После деревни укатанная грунтовка уходила в сторону, откуда явственно доносился стойкий запах свинофермы, а к госпиталю сворачивала изрядно разбитая дорога.
Госпиталь помещался в строениях, оставшихся от какой-то старой усадьбы, но территория была аккуратно прибрана и огорожена.
В стороне, под деревьями, виднелась кучка женщин …
Свиридов по давней привычке начал обход с палат тяжелых больных, которые всегда можно было найти по специфическому запаху.
Около кровати, опустив голову, сидела девушка, и держала за руку парня с перевязанной грудью.
– Товарищ генерал, у него осколок возле сердца, врачи бояться трогать … – прошептал сопровождающий Свиридова мичман.
Свиридов положил ладонь на лоб раненого.
– Так. Тебя как зовут? Люся? Так, Люся, бегом за медсестрой – принесите хирургические ножницы, перекись, стерильные салфетки
Девушка Люся поняла не сразу.
– Бегом! Мичман, посмотри, чтобы лишних кругом не было.
– Слушаюсь!
А Свиридов прикрыл глаза, вспоминая испепеляющую жару, полутемную каморку, тучи мух и самого лучшего местного хилера – смуглого паренька с мудрыми глазами.
Они побеседовали вечером и остались весьма довольны друг другом – хилер уважением к нему со стороны много знающего восточного человека, а Свиридов – относительной откровенностью хилера, хотя тот использовал в разговоре много непонятных терминов.
И свое первое присутствие при операции, когда он мог в мельчайших деталях разглядеть и почувствовать все действия хилера, и свою первую операцию, которую ему доверили, и которую он успешно провел под наблюдением своего учителя.
И слова молитвы-заклинания, которая предшествовала операции и завершала ее …
И еще несколько операций, которые ему доверили …
Бинты, пропитанные кровью, присохли к ране, и Свиридов обильно полил их перекисью, а уж затем взялся за ножницы.
– Люся, встань в головах и пусть твой друг все время чувствует твои губы …
Под бинтами открылась звездчатая незаживающая рана с рваными краями.
– Сеня, ты лежи спокойно, больно не будет. Если только щекотно. Потерпишь?
– Потерплю …
Свиридов провел рукой по ране, а затем внезапно погрузил пальцы в тело раненого и стал так что-то делать. На груди раненого вокруг руки Свиридова выступила кровь – так, в луже крове он что-то делал там, внутри, в теле раненого.
Медсестра была готова закричать, но спохватилась и стала вытирать кровь салфетками и бросать пропитанные кровью салфетки в тазик.

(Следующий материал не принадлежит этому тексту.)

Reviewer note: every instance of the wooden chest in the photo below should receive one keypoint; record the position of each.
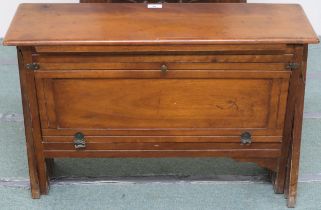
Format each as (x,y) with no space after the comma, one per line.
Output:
(164,1)
(141,82)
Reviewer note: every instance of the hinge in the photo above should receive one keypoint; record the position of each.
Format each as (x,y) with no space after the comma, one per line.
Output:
(292,66)
(32,66)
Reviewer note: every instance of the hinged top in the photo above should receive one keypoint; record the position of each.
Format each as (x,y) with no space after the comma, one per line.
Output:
(114,24)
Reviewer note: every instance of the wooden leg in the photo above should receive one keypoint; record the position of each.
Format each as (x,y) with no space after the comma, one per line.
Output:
(37,165)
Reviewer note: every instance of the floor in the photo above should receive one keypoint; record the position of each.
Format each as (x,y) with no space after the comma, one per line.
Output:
(153,184)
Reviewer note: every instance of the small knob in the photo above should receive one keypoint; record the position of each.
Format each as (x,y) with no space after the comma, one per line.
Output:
(79,141)
(164,68)
(246,138)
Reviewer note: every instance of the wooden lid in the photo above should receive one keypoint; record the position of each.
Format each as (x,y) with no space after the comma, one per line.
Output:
(114,24)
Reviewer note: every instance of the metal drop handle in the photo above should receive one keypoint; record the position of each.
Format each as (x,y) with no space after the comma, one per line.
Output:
(79,141)
(246,138)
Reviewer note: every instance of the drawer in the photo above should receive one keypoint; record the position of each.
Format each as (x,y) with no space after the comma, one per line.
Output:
(216,106)
(198,57)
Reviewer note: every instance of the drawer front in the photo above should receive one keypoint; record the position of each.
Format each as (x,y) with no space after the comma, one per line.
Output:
(215,104)
(198,57)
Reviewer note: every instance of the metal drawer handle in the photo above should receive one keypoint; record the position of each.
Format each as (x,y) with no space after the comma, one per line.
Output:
(164,68)
(246,138)
(79,141)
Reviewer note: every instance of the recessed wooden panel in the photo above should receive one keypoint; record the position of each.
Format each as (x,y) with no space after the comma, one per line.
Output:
(162,103)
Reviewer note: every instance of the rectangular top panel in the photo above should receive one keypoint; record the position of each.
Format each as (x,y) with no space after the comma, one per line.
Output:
(135,24)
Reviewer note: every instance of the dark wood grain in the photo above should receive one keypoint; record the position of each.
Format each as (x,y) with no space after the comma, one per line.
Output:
(128,24)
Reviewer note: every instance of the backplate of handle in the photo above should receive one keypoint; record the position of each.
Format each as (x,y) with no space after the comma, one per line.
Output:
(79,141)
(164,68)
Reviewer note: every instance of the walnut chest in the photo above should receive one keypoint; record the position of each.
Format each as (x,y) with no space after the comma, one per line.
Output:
(184,80)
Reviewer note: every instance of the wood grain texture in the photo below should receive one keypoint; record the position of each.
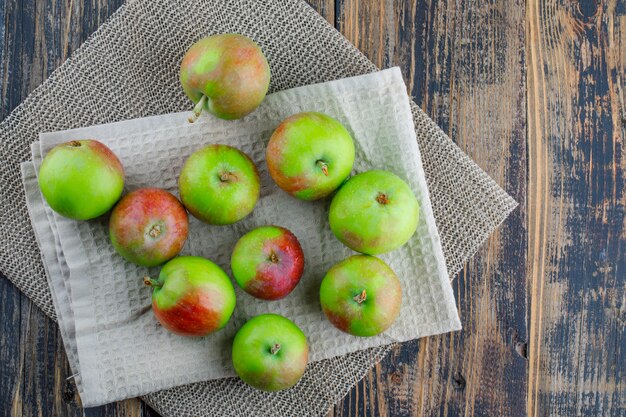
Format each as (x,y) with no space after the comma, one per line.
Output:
(576,224)
(533,92)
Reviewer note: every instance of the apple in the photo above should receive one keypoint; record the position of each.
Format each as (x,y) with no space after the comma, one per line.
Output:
(361,295)
(226,75)
(81,179)
(268,262)
(148,226)
(219,184)
(374,212)
(309,155)
(270,352)
(192,296)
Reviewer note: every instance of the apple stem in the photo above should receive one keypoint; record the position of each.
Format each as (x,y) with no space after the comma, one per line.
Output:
(152,282)
(155,231)
(273,258)
(197,110)
(274,350)
(360,297)
(324,166)
(227,176)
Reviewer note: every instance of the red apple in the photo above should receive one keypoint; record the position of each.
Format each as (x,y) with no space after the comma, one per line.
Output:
(225,74)
(267,262)
(148,226)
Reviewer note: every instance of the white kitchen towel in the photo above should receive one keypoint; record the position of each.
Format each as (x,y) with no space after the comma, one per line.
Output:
(122,352)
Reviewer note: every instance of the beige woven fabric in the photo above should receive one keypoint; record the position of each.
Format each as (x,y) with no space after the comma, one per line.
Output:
(128,69)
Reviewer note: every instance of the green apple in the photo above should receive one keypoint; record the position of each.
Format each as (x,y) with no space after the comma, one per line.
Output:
(309,155)
(219,184)
(192,296)
(226,75)
(270,352)
(361,295)
(374,212)
(81,179)
(148,226)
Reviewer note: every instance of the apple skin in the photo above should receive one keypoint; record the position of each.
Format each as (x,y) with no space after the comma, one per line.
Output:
(81,179)
(148,226)
(361,295)
(254,361)
(374,212)
(268,262)
(192,296)
(309,155)
(227,74)
(219,184)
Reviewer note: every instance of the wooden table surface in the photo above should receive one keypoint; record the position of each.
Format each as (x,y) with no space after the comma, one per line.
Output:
(534,93)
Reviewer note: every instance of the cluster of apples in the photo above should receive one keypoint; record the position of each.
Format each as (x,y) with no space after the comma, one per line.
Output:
(310,155)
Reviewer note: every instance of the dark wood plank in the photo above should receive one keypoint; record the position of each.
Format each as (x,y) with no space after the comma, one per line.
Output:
(464,64)
(576,220)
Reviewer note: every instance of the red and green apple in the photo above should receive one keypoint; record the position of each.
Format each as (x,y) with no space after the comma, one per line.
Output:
(268,262)
(309,155)
(148,226)
(270,352)
(81,179)
(219,184)
(374,212)
(192,296)
(361,295)
(225,74)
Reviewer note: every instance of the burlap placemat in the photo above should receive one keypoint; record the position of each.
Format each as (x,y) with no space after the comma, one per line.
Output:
(129,69)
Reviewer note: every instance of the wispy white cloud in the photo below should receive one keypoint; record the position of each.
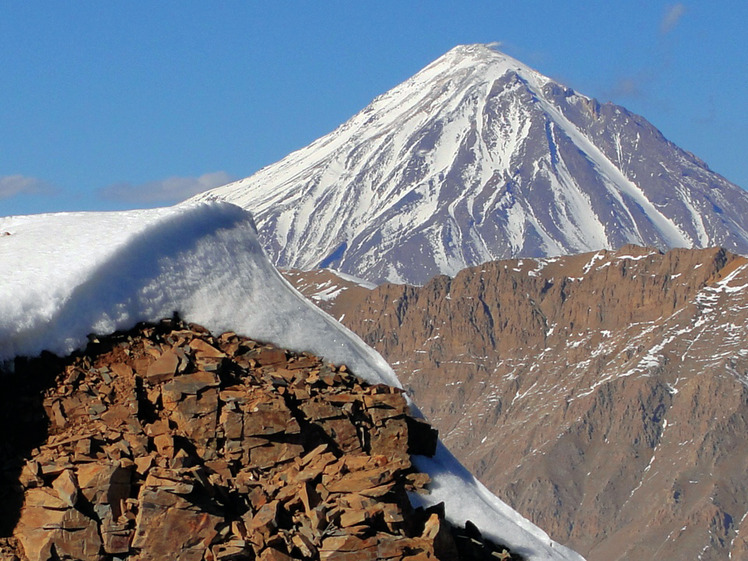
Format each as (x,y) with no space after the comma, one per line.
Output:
(673,15)
(165,191)
(13,185)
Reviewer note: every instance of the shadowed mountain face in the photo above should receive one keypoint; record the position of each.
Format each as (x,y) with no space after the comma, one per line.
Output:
(602,395)
(475,158)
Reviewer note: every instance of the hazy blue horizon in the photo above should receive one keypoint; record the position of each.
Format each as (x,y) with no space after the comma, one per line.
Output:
(111,106)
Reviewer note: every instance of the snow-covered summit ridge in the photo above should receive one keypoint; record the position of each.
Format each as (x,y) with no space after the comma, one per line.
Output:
(479,157)
(70,274)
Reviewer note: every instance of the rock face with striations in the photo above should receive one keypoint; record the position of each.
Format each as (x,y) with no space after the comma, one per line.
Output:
(168,443)
(604,395)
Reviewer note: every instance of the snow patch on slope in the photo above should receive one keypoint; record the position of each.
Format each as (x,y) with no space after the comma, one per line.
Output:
(67,275)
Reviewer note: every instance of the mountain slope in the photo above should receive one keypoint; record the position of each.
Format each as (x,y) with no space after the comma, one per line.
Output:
(603,395)
(68,275)
(478,157)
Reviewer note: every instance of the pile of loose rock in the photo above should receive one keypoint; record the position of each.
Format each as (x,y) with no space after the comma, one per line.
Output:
(168,443)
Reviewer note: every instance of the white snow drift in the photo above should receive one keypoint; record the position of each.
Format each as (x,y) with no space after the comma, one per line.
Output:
(71,274)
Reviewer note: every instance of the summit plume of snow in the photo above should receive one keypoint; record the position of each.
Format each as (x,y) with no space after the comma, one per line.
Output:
(67,275)
(479,157)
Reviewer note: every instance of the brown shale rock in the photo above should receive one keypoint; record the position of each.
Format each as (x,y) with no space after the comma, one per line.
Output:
(168,443)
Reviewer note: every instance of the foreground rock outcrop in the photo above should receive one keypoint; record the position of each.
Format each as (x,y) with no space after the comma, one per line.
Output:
(168,443)
(614,384)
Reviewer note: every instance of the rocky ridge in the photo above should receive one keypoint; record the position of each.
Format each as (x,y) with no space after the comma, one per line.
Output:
(615,385)
(165,442)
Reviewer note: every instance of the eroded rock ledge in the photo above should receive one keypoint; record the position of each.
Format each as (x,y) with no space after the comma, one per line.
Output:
(165,442)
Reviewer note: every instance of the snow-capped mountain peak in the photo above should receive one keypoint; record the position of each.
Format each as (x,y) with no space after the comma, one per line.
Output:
(479,157)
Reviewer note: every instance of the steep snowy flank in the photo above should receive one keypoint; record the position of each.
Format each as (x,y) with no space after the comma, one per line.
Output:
(67,275)
(479,157)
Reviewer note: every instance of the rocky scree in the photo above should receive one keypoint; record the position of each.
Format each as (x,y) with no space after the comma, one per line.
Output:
(165,442)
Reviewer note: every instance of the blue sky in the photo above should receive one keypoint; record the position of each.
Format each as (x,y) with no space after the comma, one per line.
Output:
(111,105)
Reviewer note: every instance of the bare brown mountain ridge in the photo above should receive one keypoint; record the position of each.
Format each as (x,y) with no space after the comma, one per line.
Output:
(165,442)
(602,395)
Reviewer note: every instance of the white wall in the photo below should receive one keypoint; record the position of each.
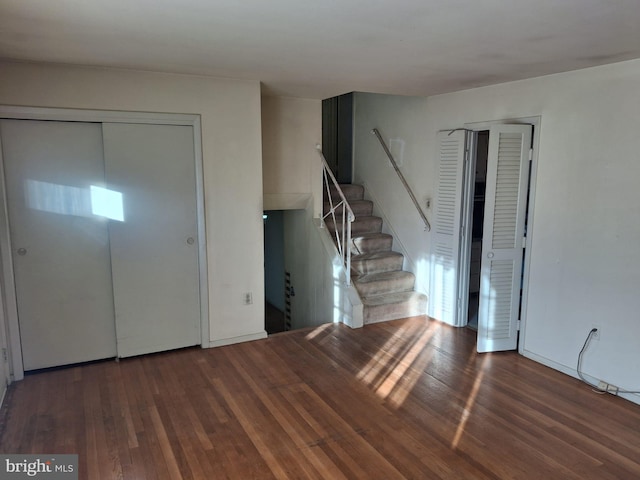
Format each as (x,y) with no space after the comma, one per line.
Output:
(291,128)
(232,164)
(585,260)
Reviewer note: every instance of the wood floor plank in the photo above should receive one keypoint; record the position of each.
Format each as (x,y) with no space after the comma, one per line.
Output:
(402,399)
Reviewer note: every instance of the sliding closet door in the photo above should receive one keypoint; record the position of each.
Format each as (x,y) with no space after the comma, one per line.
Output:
(60,245)
(154,252)
(503,237)
(445,247)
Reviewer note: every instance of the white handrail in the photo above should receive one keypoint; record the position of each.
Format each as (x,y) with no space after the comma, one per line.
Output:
(427,225)
(343,235)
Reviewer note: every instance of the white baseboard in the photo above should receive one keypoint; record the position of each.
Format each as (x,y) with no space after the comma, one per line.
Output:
(572,372)
(240,339)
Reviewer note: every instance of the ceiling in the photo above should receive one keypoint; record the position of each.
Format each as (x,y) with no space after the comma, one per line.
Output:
(324,48)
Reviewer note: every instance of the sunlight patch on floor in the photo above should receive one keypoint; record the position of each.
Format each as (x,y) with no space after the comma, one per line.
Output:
(399,383)
(317,331)
(471,400)
(396,367)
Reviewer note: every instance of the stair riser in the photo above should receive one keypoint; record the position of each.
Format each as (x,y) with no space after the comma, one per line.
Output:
(376,265)
(351,192)
(371,245)
(383,313)
(360,226)
(359,209)
(383,287)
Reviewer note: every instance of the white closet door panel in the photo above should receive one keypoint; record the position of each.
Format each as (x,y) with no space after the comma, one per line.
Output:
(60,247)
(154,247)
(445,249)
(503,234)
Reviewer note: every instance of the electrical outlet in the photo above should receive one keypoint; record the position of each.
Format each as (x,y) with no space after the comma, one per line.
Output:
(607,387)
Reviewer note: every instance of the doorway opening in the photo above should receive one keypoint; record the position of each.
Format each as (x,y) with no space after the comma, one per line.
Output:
(274,271)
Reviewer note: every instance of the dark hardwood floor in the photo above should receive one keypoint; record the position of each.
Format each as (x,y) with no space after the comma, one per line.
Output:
(403,399)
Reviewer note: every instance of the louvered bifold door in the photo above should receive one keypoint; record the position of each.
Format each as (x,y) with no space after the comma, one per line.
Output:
(445,244)
(503,237)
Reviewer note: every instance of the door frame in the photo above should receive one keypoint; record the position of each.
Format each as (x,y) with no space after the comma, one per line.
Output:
(466,224)
(96,116)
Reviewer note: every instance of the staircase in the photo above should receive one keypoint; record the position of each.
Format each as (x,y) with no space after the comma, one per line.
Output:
(387,291)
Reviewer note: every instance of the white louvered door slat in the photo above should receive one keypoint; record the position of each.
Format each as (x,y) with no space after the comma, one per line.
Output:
(445,251)
(502,249)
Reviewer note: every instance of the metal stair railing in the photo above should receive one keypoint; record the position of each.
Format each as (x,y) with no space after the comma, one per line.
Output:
(427,225)
(345,216)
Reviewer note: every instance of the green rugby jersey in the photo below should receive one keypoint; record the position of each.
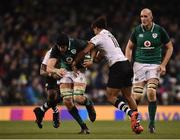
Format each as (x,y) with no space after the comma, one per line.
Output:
(149,43)
(66,59)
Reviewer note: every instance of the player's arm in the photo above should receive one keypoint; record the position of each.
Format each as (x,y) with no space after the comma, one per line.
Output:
(43,71)
(129,50)
(51,69)
(81,54)
(169,51)
(89,58)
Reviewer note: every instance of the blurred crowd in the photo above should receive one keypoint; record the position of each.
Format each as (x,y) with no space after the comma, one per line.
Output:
(26,27)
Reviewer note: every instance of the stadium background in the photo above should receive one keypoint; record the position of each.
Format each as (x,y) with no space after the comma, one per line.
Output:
(25,31)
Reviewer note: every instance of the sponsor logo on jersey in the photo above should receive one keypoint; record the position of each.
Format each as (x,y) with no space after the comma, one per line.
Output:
(147,43)
(141,35)
(69,60)
(154,35)
(73,51)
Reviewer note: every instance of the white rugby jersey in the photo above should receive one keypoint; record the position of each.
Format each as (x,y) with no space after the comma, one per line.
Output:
(46,58)
(106,42)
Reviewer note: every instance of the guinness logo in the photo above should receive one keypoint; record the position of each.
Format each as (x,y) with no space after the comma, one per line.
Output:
(69,60)
(154,35)
(73,51)
(147,43)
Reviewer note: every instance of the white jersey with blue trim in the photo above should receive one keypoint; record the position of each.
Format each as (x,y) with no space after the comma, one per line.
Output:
(106,42)
(46,58)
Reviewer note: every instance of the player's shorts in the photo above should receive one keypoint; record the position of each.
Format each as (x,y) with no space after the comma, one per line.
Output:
(120,75)
(79,84)
(51,83)
(144,72)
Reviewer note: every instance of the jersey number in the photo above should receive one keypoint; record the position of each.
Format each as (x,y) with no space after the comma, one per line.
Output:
(114,40)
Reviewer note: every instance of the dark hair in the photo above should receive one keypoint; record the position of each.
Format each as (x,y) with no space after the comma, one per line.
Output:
(100,22)
(60,39)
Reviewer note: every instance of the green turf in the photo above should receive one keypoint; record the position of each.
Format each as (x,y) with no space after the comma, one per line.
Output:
(99,130)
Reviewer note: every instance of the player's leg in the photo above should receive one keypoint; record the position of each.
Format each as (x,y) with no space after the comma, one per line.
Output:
(79,90)
(51,103)
(83,100)
(135,120)
(153,76)
(139,79)
(152,106)
(66,89)
(120,76)
(137,91)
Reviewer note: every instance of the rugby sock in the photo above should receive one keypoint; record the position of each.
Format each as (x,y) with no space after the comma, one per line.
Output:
(44,107)
(88,102)
(55,109)
(152,112)
(122,106)
(74,112)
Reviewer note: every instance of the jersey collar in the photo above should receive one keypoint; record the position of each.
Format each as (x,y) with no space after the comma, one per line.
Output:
(69,44)
(152,28)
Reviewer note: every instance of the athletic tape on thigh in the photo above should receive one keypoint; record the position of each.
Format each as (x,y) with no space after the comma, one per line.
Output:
(138,89)
(79,88)
(152,85)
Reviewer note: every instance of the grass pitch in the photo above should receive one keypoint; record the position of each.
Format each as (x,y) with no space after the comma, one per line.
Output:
(98,129)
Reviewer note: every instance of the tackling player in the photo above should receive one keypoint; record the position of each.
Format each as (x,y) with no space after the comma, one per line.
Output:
(120,71)
(72,85)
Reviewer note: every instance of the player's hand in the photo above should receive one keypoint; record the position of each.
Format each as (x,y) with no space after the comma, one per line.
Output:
(162,69)
(55,76)
(74,68)
(87,64)
(61,72)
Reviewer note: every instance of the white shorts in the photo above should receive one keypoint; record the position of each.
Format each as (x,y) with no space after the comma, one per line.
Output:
(79,82)
(144,72)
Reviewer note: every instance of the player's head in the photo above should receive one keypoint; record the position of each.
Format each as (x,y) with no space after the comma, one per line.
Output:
(99,24)
(146,17)
(62,42)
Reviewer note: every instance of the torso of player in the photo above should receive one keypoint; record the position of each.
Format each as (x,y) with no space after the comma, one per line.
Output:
(148,45)
(46,58)
(67,58)
(106,42)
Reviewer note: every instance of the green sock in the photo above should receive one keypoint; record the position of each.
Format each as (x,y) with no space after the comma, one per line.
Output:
(88,102)
(74,112)
(152,112)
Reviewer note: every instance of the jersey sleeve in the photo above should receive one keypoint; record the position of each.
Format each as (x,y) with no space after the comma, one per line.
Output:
(46,58)
(81,44)
(54,53)
(164,36)
(133,36)
(96,40)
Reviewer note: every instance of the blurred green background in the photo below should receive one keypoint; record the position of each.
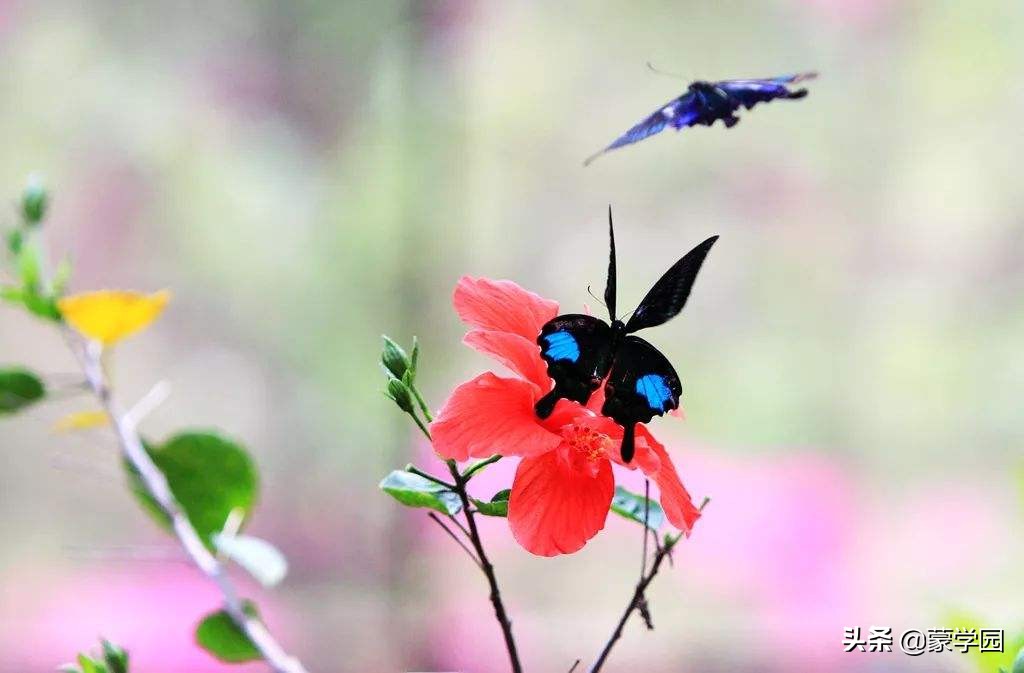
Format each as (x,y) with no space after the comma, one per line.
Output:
(305,176)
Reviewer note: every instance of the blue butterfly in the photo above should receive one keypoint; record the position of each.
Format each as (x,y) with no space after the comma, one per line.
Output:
(706,102)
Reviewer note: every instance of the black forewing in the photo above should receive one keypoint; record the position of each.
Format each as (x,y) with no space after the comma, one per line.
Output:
(577,348)
(642,384)
(684,111)
(669,295)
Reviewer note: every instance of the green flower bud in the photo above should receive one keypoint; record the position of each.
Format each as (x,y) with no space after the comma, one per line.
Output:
(395,360)
(400,393)
(15,240)
(34,202)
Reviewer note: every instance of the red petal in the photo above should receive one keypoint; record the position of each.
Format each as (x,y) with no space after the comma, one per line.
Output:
(491,415)
(676,502)
(555,509)
(519,354)
(502,306)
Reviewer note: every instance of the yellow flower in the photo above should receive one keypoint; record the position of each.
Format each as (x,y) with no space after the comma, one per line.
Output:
(109,316)
(81,421)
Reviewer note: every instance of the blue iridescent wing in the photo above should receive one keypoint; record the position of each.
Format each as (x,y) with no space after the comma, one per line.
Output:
(577,350)
(684,111)
(642,384)
(751,92)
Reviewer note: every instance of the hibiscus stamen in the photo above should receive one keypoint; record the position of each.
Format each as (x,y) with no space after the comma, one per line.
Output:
(586,440)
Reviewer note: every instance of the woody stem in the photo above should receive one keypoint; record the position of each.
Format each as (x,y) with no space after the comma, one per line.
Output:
(487,568)
(635,603)
(474,535)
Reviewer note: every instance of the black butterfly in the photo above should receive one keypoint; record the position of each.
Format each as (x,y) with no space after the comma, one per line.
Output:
(582,350)
(706,102)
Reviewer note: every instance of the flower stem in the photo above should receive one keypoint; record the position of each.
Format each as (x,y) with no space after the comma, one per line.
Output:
(421,424)
(476,467)
(487,568)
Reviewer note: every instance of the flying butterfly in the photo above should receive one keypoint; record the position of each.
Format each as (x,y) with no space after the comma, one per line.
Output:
(706,102)
(581,350)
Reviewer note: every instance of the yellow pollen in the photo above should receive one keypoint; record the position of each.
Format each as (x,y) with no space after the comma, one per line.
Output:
(585,440)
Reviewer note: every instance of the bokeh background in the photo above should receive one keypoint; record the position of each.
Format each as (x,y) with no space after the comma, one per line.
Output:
(307,175)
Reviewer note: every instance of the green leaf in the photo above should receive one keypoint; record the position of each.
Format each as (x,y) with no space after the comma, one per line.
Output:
(499,505)
(631,505)
(259,557)
(89,665)
(415,491)
(209,475)
(219,635)
(115,657)
(18,388)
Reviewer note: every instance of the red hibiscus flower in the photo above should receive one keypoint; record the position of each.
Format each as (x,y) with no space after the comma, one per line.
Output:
(563,486)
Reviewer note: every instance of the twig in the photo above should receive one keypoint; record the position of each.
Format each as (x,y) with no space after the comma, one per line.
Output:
(637,602)
(487,568)
(646,515)
(430,477)
(473,534)
(157,395)
(88,355)
(476,467)
(437,519)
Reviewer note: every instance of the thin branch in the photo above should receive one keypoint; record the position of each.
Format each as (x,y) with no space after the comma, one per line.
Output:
(461,527)
(89,358)
(474,537)
(476,467)
(430,477)
(488,570)
(637,602)
(639,599)
(437,519)
(646,515)
(157,395)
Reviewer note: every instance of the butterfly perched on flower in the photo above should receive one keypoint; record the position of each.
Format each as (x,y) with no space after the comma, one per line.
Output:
(581,350)
(706,102)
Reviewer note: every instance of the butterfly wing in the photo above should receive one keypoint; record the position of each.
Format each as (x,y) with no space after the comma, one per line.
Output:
(684,111)
(642,384)
(751,92)
(577,348)
(669,295)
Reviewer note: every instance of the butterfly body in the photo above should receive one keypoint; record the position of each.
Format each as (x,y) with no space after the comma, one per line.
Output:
(706,102)
(583,351)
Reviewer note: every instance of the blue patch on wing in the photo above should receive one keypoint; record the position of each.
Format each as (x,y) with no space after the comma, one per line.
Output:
(562,345)
(655,390)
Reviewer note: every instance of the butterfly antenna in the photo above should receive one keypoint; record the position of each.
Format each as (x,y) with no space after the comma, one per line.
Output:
(657,71)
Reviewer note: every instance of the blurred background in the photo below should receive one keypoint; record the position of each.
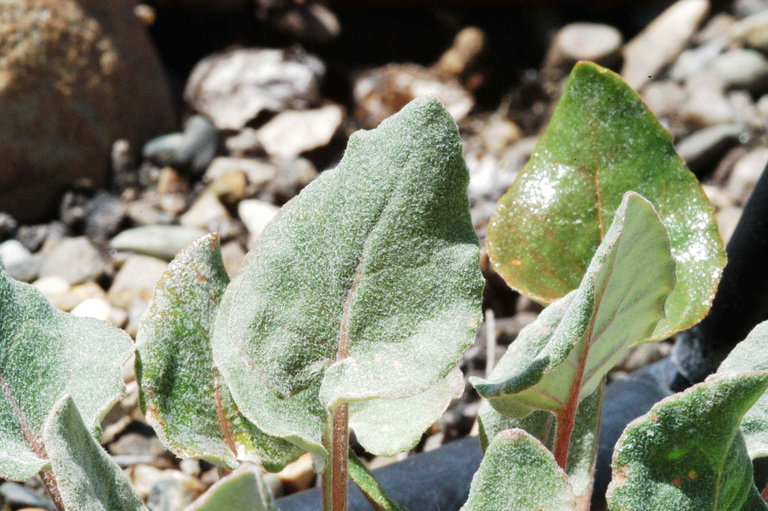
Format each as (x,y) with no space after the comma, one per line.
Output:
(129,129)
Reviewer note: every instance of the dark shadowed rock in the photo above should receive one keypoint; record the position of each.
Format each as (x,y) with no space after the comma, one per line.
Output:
(74,77)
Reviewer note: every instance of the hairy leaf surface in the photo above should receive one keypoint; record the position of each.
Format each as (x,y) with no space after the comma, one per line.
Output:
(377,496)
(541,425)
(519,474)
(45,354)
(562,357)
(752,354)
(687,454)
(242,490)
(601,142)
(389,426)
(85,475)
(184,398)
(365,286)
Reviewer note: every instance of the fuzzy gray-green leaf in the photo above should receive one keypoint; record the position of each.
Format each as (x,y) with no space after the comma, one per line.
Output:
(519,474)
(752,354)
(386,427)
(184,398)
(601,142)
(45,354)
(576,340)
(369,486)
(242,490)
(85,475)
(687,454)
(541,425)
(367,283)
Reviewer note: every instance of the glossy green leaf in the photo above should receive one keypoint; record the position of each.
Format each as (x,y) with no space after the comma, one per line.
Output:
(752,354)
(377,496)
(366,285)
(389,426)
(541,425)
(45,354)
(562,357)
(687,454)
(184,398)
(242,490)
(85,475)
(601,142)
(519,474)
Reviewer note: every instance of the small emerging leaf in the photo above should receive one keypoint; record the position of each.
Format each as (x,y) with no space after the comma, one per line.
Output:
(242,490)
(365,286)
(601,142)
(541,425)
(687,454)
(519,474)
(376,495)
(562,357)
(752,354)
(184,398)
(85,475)
(45,354)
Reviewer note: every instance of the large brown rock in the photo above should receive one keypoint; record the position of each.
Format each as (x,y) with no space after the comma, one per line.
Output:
(74,77)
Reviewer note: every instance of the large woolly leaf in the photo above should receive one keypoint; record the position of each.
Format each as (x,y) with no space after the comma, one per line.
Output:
(563,356)
(365,286)
(541,424)
(376,496)
(601,142)
(45,354)
(86,477)
(519,474)
(687,454)
(182,394)
(242,490)
(752,354)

А Свиридов стал медленно вытаскивать руку со сжатыми пальцами и бросил в тазик что-то металлическое, корявое, окровавленное, брякнувшее металлом.
А другой рукой накрыл рану и начал водить по ней ладонью.
– Это твой осколок, Сеня. Корявый, весь в отростках, еще немного и прорвал бы он сердечную сумку. Зато теперь порядок, жить будешь с Люсей долго и счастливо.
Под рукой Свиридова с тела раненого исчезала кровь и на глазах затягивалась рана.
– Перевязывать его не надо, а вот УФО – обязательно. И переливание крови. Слышишь, сестричка? Очнулась?
– Вы колдун?
– Я хилер.
Тут в дверь наконец прорвался главврач.
– Что тут происходит? Кто вы такой? Кто разрешил?
– Тихо, док. Вот кто я, – и Свиридов раскрыл перед носом врача свое генеральское удостоверение.
Врач увидел окровавленные куски марли в тазике и прикрытую одеялом грудь раненого.
– Но рану вы обработали, надеюсь?
– Надейтесь. – Свиридов сдвинул одеяло с груди раненого, на которой не было следов раны, а только более светлая кожа. – Ему требуется переливание крови, можно капельницу с физраствором и никаких антибиотиков. Слышите, никаких!